Optimize Team April 06, 2023

Administering an estate can be a time-consuming and complex task, often occurring during an emotionally difficult time. It isn’t uncommon for mistakes to be made, which can lead to increased tax liabilities, conflict with beneficiaries, or worse yet, litigation. Equally concerning, the executor (liquidator) may be held personally liable for any errors.

If you have been appointed as executor, being aware of these potential pitfalls may help as you contemplate the role. If you are planning for your own estate, carefully choosing your executor is important to prevent these and other mistakes. In brief, here are common mistakes often made by executors:

  1. Not following the directives of the will.  Estate lawyers say that executors can sometimes ignore parts of the will, such as forgiving loans that were to be collected, perhaps due to lack of knowledge or because it is easy or convenient. Others may choose to distribute assets differently than directed within the will, under the belief that they have a more ‘fair’ idea for this distribution.
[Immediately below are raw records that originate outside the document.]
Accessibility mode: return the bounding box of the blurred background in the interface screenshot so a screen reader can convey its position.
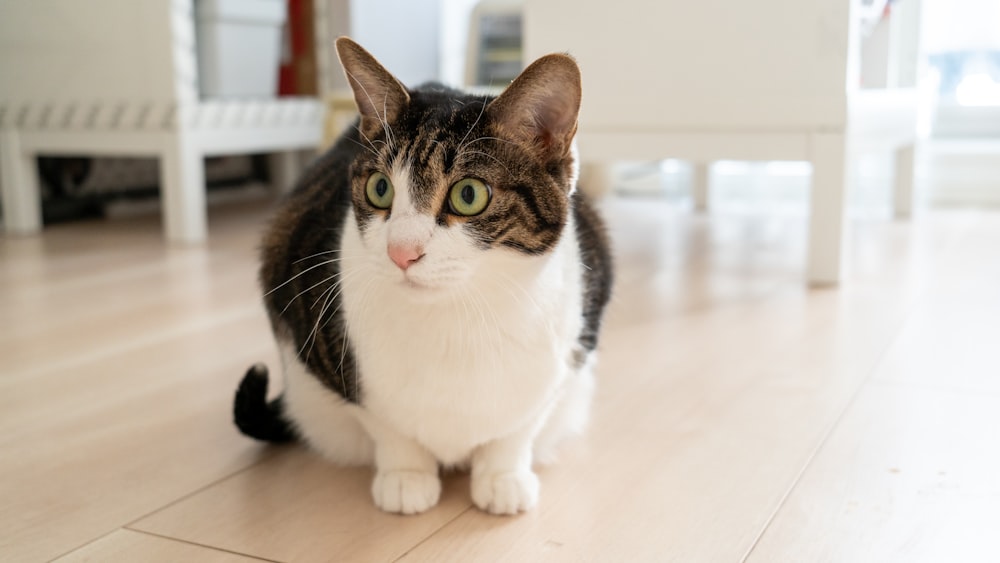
[0,0,1000,234]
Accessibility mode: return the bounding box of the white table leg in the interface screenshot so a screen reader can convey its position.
[160,132,208,244]
[0,129,42,235]
[892,145,916,219]
[806,134,846,285]
[691,162,712,211]
[267,150,302,194]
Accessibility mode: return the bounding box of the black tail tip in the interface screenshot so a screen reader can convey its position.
[233,363,295,442]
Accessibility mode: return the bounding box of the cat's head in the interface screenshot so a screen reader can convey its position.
[337,37,581,291]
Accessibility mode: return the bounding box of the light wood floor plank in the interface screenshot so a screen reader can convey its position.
[0,192,1000,561]
[749,382,1000,563]
[56,530,261,563]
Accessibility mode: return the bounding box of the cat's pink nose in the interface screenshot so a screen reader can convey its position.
[389,244,424,272]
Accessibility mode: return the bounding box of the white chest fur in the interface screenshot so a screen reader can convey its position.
[342,209,582,464]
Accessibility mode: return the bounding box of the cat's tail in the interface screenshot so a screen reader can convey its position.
[233,364,296,442]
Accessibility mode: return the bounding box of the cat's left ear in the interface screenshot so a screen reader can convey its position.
[337,37,410,137]
[488,54,582,160]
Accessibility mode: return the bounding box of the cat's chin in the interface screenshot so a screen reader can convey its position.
[398,276,448,301]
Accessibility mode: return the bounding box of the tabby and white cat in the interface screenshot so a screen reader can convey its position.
[234,38,611,514]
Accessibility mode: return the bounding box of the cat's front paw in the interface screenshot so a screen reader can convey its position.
[372,471,441,514]
[472,470,538,514]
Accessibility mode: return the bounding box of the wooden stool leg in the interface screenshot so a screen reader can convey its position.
[160,132,208,244]
[0,130,42,235]
[806,134,846,285]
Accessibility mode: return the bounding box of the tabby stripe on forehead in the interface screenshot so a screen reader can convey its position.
[507,184,563,232]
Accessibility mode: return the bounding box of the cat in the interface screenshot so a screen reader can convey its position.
[234,37,612,514]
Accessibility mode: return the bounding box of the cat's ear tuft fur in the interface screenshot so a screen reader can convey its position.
[489,54,582,160]
[337,37,410,138]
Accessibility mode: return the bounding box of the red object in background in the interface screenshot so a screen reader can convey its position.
[278,0,317,96]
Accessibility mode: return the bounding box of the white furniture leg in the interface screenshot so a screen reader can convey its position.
[806,134,846,285]
[160,132,208,244]
[892,145,916,219]
[691,162,712,211]
[267,151,302,194]
[580,162,612,199]
[0,129,42,235]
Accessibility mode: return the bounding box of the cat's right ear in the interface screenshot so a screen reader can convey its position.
[337,37,410,138]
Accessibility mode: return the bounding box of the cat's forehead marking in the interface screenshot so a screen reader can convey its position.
[389,158,417,215]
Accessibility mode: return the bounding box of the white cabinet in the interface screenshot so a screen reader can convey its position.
[524,0,919,284]
[0,0,322,243]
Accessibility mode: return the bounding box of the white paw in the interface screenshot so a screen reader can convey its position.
[472,471,538,514]
[372,471,441,514]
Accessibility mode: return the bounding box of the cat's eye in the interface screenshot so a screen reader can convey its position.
[365,172,395,209]
[448,178,493,217]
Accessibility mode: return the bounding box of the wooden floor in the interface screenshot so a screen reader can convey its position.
[0,188,1000,563]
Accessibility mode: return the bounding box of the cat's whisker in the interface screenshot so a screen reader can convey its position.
[264,258,340,297]
[461,150,513,176]
[344,69,394,149]
[464,137,517,146]
[456,98,487,153]
[278,272,340,315]
[347,134,378,157]
[292,250,343,264]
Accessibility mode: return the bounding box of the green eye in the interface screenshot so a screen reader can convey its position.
[448,178,493,217]
[365,172,395,209]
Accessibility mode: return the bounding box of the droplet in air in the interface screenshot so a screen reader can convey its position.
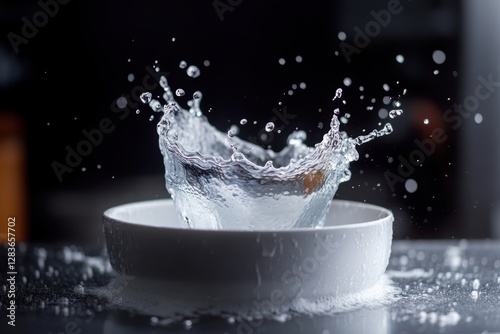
[432,50,446,65]
[405,179,418,193]
[186,65,200,78]
[141,92,153,103]
[474,113,483,124]
[378,108,389,119]
[333,88,342,100]
[73,284,85,295]
[116,96,128,109]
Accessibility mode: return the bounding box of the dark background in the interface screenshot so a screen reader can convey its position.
[0,0,496,241]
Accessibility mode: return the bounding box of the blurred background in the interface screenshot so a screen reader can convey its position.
[0,0,500,242]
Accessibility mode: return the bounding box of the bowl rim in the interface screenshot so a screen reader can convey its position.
[102,198,394,236]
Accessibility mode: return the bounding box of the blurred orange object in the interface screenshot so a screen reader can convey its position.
[0,111,28,244]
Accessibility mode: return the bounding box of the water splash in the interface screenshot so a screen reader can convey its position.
[146,74,392,230]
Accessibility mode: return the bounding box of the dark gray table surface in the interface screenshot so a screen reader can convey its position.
[0,240,500,334]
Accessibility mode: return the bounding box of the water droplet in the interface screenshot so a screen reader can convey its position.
[117,96,128,108]
[474,113,483,124]
[183,319,193,329]
[389,109,403,118]
[333,88,342,100]
[141,92,153,103]
[186,65,200,78]
[405,179,418,193]
[432,50,446,65]
[73,284,85,295]
[378,108,389,119]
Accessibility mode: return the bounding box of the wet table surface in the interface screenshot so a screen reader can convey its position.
[0,240,500,334]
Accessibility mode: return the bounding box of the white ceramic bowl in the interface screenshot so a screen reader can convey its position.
[103,200,394,318]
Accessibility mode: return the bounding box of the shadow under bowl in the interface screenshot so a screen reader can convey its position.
[103,200,394,309]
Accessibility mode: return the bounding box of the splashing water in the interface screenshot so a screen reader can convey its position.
[146,75,392,230]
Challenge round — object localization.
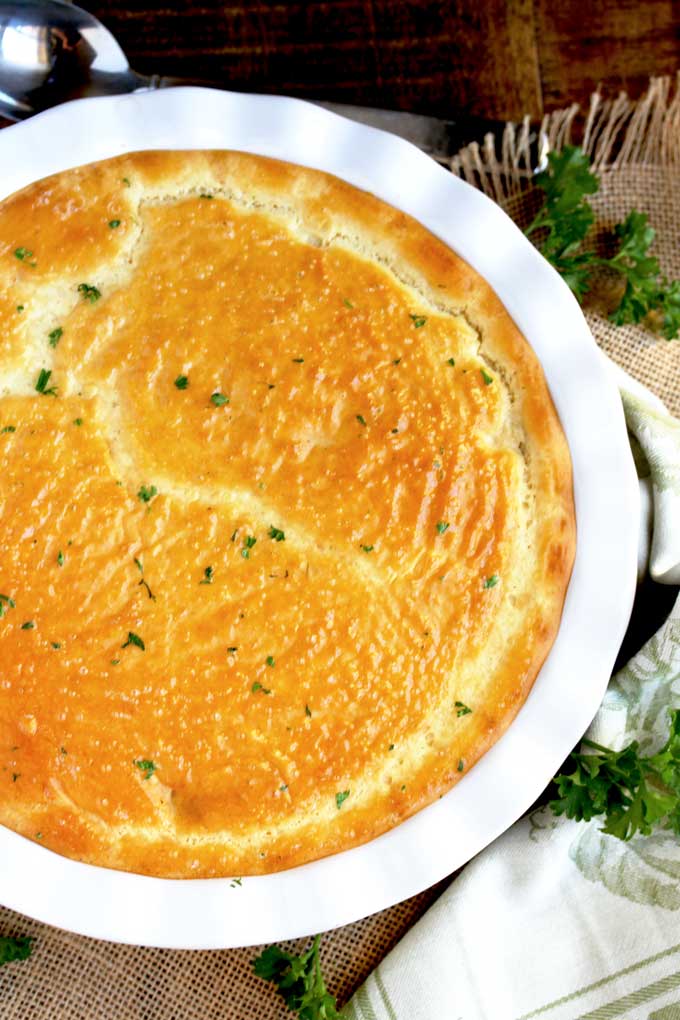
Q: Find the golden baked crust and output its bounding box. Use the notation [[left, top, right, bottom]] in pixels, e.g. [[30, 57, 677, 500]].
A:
[[0, 152, 575, 877]]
Neither situation is within the executor’s authority.

  2. Failing to communicate. One of the executor’s duties is to respond to reasonable enquiries from beneficiaries. Sometimes executors become so involved in the process that they forget to communicate. Silence can often be misinterpreted as being secretive, which can prompt estate disputes. Maintaining transparency and ongoing communication can go a long way in preventing conflict.
  3. Making incorrect distributions. Oftentimes, distributions are incorrectly made before other liabilities are paid, such as taxes or outstanding debts. Sometimes this is because beneficiaries pressure the executor. Often overlooked: the executor must identify unknown creditors, which can involve a time-consuming process of creating a public notice. Advertising for creditors can protect the executor should a claim be made after the estate has been distributed.

  4. Being too prudent.  Some executors try to keep estate expenses low, which can result in higher costs. For example, an executor who completes tax returns without the help of an accountant may miss eligible tax credits or deductions. In the past, advertising for creditors in the newspapers of multiple cities was very costly, so some avoided the process, only to be caught by surprise when claims were made.

  5. Treating estate funds as their own.  Given the assets often available within an estate, some executors may wrongly use them for their own purposes, such as to make loans to themselves or family members. Others may make more honest mistakes, such as incorrectly using funds to cover travel costs for family members to attend a funeral.